Things are getting interesting with the ZPU core, and it’s now pretty much where I want it for inclusion into other projects.
For use as a ROM loader in the PACE project I needed something that wouldn’t eat either too many logic elements or Block RAMs, and the ZPU looked to be the ideal candidate. It may also be possible to use it as an IDE-to-SD Card bridge for certain older projects that expect to run from Compact Flash card, but time will tell.
My first experiments with loading files from SD card worked out fairly well, but the code size was quite large – I was struggling to stay within 8KB (16 M4K blocks!), and had not a hope of squeezing it into 4KB. A big part of the problem was the emulation block at the beginning of the ROM. The first kilobyte or so in a ZPU program is devoted to software implementations of the optional instructions. Whether this code is ever used depends upon which variant of the CPU core is in use, and also which compiler flags are supplied when building the program, so my goal over the last few days has been to eliminate the need for emulated instructions in the Boot ROM without bloating the ZPU itself too much.

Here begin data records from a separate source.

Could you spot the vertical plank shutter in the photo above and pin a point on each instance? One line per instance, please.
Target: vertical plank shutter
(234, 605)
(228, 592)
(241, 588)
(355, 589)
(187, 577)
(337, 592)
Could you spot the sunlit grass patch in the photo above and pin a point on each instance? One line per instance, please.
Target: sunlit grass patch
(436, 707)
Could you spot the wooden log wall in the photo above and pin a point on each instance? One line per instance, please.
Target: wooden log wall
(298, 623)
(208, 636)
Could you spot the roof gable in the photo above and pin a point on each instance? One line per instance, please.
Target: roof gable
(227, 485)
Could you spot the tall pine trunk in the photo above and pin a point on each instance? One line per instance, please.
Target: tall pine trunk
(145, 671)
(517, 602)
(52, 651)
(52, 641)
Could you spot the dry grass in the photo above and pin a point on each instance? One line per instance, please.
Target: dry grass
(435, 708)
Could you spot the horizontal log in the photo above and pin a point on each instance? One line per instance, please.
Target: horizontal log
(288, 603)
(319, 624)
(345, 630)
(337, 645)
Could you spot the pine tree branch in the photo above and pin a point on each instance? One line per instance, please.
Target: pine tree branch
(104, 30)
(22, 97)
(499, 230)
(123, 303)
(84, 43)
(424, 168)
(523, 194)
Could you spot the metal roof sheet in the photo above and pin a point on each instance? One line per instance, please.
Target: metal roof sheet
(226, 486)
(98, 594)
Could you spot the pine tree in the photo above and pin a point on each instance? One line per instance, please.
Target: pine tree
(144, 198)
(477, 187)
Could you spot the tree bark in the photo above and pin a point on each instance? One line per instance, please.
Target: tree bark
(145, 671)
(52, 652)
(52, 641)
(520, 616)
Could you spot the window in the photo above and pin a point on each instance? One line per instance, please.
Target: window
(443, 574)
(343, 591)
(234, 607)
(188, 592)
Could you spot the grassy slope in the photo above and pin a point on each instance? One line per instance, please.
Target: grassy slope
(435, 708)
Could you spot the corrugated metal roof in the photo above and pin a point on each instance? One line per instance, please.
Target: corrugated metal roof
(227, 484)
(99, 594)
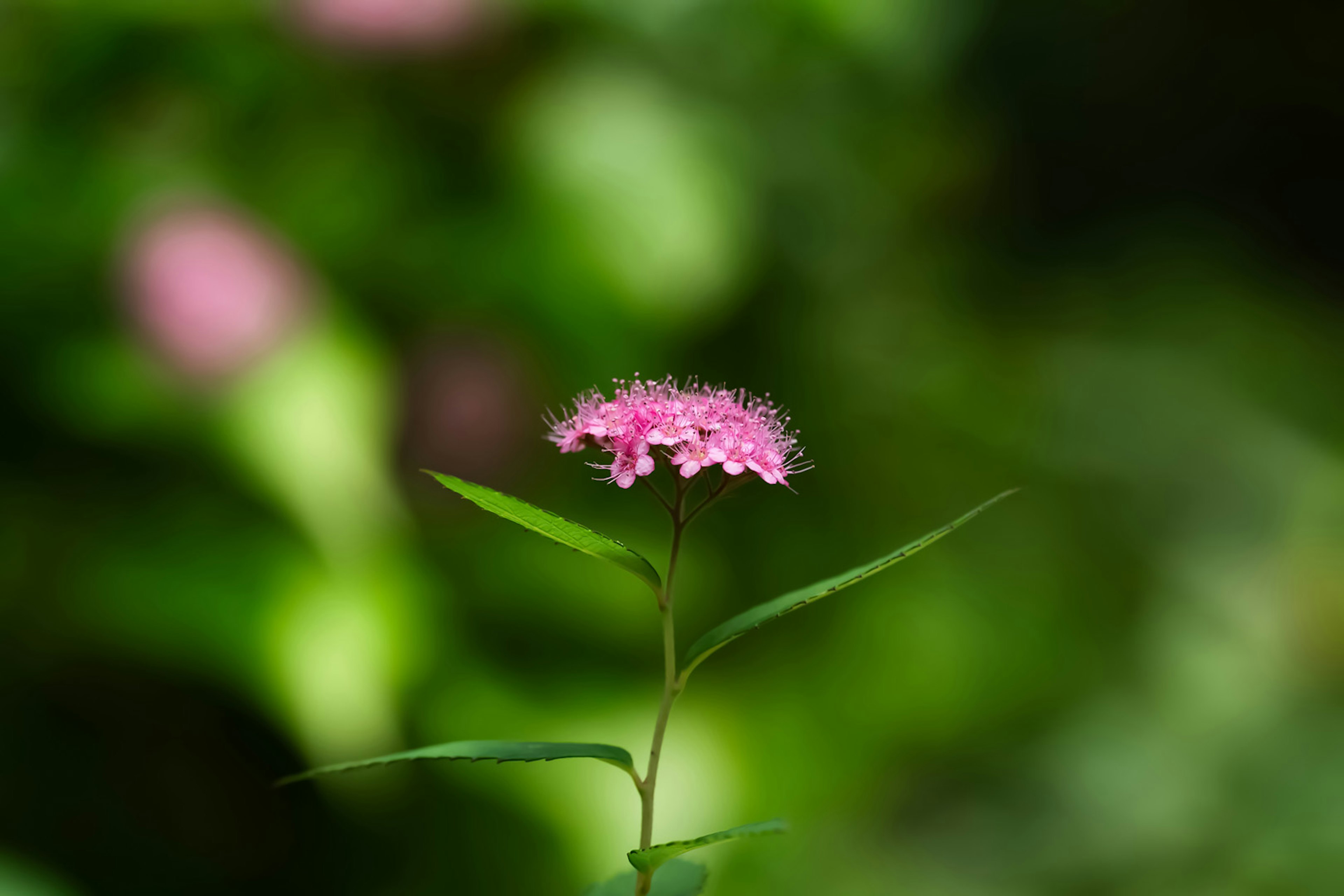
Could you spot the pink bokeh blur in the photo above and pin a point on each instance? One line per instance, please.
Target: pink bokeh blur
(467, 409)
(210, 292)
(385, 25)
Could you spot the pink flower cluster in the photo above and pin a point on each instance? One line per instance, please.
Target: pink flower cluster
(697, 426)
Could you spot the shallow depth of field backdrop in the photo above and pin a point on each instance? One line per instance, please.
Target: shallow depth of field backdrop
(261, 262)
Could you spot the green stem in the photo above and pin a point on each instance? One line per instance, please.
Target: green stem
(671, 688)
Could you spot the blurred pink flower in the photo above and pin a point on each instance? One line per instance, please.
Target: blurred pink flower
(386, 23)
(210, 292)
(699, 426)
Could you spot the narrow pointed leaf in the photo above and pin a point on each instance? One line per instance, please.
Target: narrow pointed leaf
(679, 878)
(763, 613)
(554, 527)
(654, 858)
(478, 750)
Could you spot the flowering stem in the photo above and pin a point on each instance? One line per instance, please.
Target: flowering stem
(671, 686)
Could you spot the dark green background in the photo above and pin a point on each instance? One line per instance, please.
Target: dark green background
(1092, 249)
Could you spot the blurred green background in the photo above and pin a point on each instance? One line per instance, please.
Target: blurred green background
(261, 262)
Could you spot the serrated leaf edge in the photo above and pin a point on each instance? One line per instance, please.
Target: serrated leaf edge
(694, 659)
(753, 830)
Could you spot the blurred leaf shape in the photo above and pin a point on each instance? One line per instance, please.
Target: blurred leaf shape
(654, 858)
(642, 184)
(679, 878)
(763, 613)
(554, 527)
(478, 750)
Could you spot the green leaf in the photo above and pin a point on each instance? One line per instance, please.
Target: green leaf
(476, 750)
(651, 859)
(557, 528)
(763, 613)
(679, 878)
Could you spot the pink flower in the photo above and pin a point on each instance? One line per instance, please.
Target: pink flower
(387, 23)
(701, 426)
(211, 292)
(693, 457)
(630, 461)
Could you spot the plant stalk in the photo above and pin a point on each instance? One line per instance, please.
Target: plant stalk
(671, 688)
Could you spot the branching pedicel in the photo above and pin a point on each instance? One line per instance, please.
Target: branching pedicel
(691, 429)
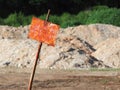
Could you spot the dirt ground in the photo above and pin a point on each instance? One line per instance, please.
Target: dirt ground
(17, 79)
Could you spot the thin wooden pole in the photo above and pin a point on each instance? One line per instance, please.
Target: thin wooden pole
(37, 57)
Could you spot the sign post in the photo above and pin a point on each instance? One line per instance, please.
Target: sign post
(37, 57)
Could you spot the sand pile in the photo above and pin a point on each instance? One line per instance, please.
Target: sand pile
(80, 47)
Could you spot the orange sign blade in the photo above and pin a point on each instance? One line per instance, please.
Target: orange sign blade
(43, 31)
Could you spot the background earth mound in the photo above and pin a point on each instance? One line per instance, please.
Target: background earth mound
(81, 47)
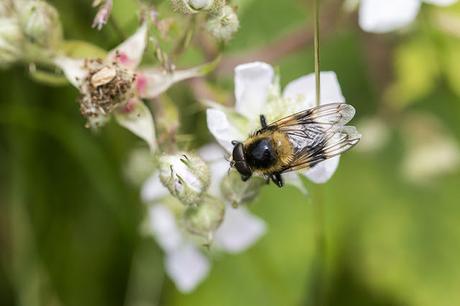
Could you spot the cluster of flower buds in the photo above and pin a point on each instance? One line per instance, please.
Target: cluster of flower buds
(10, 35)
(222, 20)
(29, 31)
(187, 178)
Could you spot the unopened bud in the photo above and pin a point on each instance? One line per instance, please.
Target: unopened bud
(188, 7)
(186, 176)
(41, 24)
(204, 219)
(223, 24)
(238, 192)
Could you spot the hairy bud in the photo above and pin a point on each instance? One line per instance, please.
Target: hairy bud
(10, 41)
(186, 176)
(204, 219)
(188, 7)
(223, 24)
(41, 24)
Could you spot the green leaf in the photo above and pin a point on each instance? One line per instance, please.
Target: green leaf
(416, 72)
(82, 49)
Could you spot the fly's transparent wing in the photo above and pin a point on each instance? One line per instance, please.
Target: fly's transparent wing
(332, 143)
(318, 133)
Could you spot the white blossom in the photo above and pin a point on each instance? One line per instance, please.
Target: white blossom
(381, 16)
(257, 92)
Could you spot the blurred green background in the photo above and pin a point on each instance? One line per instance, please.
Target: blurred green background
(69, 220)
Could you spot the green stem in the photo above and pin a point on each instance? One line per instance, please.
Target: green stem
(316, 46)
(319, 269)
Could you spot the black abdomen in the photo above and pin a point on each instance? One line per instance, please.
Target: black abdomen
(261, 154)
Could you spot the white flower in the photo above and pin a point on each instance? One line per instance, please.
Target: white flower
(256, 93)
(116, 85)
(185, 263)
(223, 24)
(380, 16)
(431, 151)
(186, 176)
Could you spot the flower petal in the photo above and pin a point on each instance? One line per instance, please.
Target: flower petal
(239, 230)
(441, 2)
(323, 171)
(162, 224)
(302, 91)
(137, 118)
(73, 69)
(153, 189)
(129, 53)
(215, 157)
(222, 129)
(384, 16)
(293, 179)
(187, 267)
(252, 83)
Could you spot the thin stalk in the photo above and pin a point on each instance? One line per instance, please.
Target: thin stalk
(318, 294)
(316, 47)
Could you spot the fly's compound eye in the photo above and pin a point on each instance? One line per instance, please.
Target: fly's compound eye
(243, 168)
(239, 160)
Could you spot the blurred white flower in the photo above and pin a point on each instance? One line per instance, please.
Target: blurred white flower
(380, 16)
(257, 92)
(185, 262)
(376, 134)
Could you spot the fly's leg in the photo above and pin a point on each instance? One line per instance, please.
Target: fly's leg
(277, 179)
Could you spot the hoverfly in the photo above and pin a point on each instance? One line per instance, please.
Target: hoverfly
(298, 141)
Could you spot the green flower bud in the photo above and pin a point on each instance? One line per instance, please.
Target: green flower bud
(238, 192)
(186, 176)
(223, 24)
(188, 7)
(11, 40)
(204, 219)
(41, 24)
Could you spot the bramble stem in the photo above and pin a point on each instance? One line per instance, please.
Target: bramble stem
(316, 47)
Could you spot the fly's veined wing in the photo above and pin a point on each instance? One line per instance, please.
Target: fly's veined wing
(318, 133)
(334, 114)
(333, 142)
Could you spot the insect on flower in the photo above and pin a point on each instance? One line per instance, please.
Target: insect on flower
(298, 141)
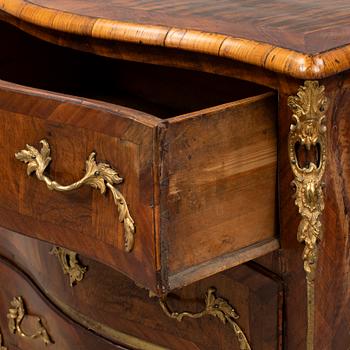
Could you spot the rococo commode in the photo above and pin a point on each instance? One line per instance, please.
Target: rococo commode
(174, 174)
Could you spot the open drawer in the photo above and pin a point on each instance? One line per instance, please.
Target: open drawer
(196, 152)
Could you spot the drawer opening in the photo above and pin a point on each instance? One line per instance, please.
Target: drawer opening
(161, 91)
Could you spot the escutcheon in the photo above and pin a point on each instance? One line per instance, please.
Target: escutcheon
(97, 175)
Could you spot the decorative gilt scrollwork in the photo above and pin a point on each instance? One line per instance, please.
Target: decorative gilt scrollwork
(97, 175)
(2, 347)
(70, 264)
(216, 307)
(308, 134)
(15, 317)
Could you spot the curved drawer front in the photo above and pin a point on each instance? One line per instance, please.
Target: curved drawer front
(28, 321)
(115, 307)
(166, 202)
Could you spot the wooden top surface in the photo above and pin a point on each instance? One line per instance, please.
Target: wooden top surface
(302, 38)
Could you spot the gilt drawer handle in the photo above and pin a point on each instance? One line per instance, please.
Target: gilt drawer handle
(216, 307)
(70, 264)
(15, 317)
(97, 175)
(2, 347)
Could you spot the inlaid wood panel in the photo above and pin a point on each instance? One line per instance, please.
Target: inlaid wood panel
(172, 176)
(106, 297)
(305, 26)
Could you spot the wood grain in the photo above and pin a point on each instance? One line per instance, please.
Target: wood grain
(298, 44)
(154, 155)
(65, 333)
(214, 169)
(115, 301)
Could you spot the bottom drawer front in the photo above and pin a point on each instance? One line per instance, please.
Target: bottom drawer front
(29, 322)
(113, 306)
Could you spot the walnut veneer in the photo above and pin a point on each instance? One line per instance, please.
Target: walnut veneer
(218, 183)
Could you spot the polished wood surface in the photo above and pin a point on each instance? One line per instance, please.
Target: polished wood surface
(294, 39)
(171, 182)
(109, 298)
(64, 333)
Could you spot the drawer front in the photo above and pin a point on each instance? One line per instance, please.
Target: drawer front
(82, 219)
(28, 321)
(167, 203)
(126, 314)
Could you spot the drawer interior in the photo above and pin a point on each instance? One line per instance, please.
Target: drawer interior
(161, 91)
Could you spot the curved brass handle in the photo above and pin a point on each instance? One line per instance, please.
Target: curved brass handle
(97, 175)
(15, 317)
(70, 264)
(217, 307)
(2, 347)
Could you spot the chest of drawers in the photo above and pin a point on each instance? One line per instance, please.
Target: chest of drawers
(173, 175)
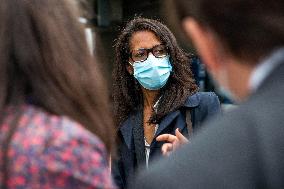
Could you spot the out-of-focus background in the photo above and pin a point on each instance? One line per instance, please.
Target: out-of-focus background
(105, 18)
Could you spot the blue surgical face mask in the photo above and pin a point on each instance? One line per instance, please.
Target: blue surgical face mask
(153, 73)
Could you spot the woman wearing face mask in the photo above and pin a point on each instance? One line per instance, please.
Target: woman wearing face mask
(154, 93)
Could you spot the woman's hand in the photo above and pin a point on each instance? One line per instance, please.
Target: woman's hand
(172, 141)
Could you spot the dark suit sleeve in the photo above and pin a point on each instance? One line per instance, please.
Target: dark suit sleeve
(115, 171)
(223, 155)
(209, 107)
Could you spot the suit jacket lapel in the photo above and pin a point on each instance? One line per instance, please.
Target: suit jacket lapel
(139, 142)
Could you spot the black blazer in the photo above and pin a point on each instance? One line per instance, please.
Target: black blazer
(131, 150)
(243, 149)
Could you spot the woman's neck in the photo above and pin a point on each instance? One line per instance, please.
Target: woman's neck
(149, 96)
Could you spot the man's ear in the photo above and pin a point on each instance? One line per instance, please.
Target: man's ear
(204, 41)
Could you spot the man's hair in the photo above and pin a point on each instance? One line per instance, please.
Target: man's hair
(127, 94)
(249, 29)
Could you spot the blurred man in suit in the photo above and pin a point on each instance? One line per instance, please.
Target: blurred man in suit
(242, 44)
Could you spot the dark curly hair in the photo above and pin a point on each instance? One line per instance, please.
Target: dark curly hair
(127, 93)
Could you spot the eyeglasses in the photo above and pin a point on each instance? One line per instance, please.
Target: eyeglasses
(141, 55)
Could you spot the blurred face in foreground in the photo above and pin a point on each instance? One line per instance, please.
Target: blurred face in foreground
(229, 71)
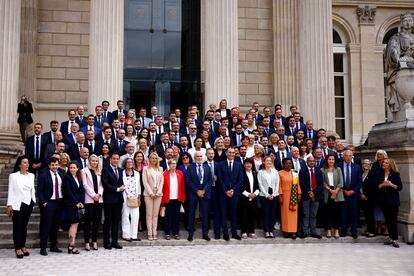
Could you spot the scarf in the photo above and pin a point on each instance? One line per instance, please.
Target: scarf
(294, 192)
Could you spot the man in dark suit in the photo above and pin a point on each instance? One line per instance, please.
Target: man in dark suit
(49, 192)
(281, 154)
(198, 183)
(311, 184)
(121, 109)
(106, 114)
(230, 177)
(81, 118)
(113, 200)
(352, 186)
(66, 126)
(35, 147)
(50, 135)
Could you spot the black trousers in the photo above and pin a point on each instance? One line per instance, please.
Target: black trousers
(20, 220)
(172, 217)
(368, 207)
(111, 225)
(269, 212)
(93, 216)
(247, 215)
(390, 214)
(49, 225)
(333, 214)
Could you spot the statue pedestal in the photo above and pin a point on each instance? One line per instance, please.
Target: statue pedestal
(397, 139)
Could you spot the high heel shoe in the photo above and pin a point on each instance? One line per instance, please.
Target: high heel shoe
(72, 249)
(19, 254)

It’s possible to prevent the compiler emitting some of the optional instructions, by way of the -mno-??? switches. A complete list can be found by typing “zpu-elf-gcc –target-help”.
The first snag is that the pre-compiled toolchain has a bug which prevents the -mno-neg switch from working. I’ve submitted a patch, and the repo here contains the fix, but there’s no fixed binary as yet.
The -mno-*shift* flags also don’t work, and cause GCC to throw an internal error instead of emitting equivalent code. This means that in order to remove the emulation table I have no choice but to implement the shift instructions in HDL. This I have now done, along with a few other instructions. If I ask the compiler not to emit a select few instructions, like so:
-mno-poppcrel -mno-pushspadd -mno-callpcrel -mno-byteop -mno-shortop -mno-neg
Then I can get away with omitting the exception table, provided I don’t use division or modulo in the Boot ROM.
In combination with enabling “relaxation” while linking, by supplying the following argument to the linker:
the Boot ROM is now under 4k.
The Boot ROM currently loads a splash screen into SDRAM, then loads and runs dhry.bin, which does a Dhrystone benchmark and prints the result to the RS232 serial port.
The CPU itself now takes just under 965 logic elements, runs at 133Mhz and turns in a shade over 1.5 DMIPS when running from uncached SDRAM.
The entire SoC with CPU, SDRAM controller, VGA controller, SPI and UART takes 2001 logic elements.
For anyone interested in playing with this, source is on my GitHub page, and I’ve also made a binary snapshot for the DE1 board, based on this tag.
(Put dhry.bin and splash.raw on an SD card, and upload the .sof file to the DE1 board.)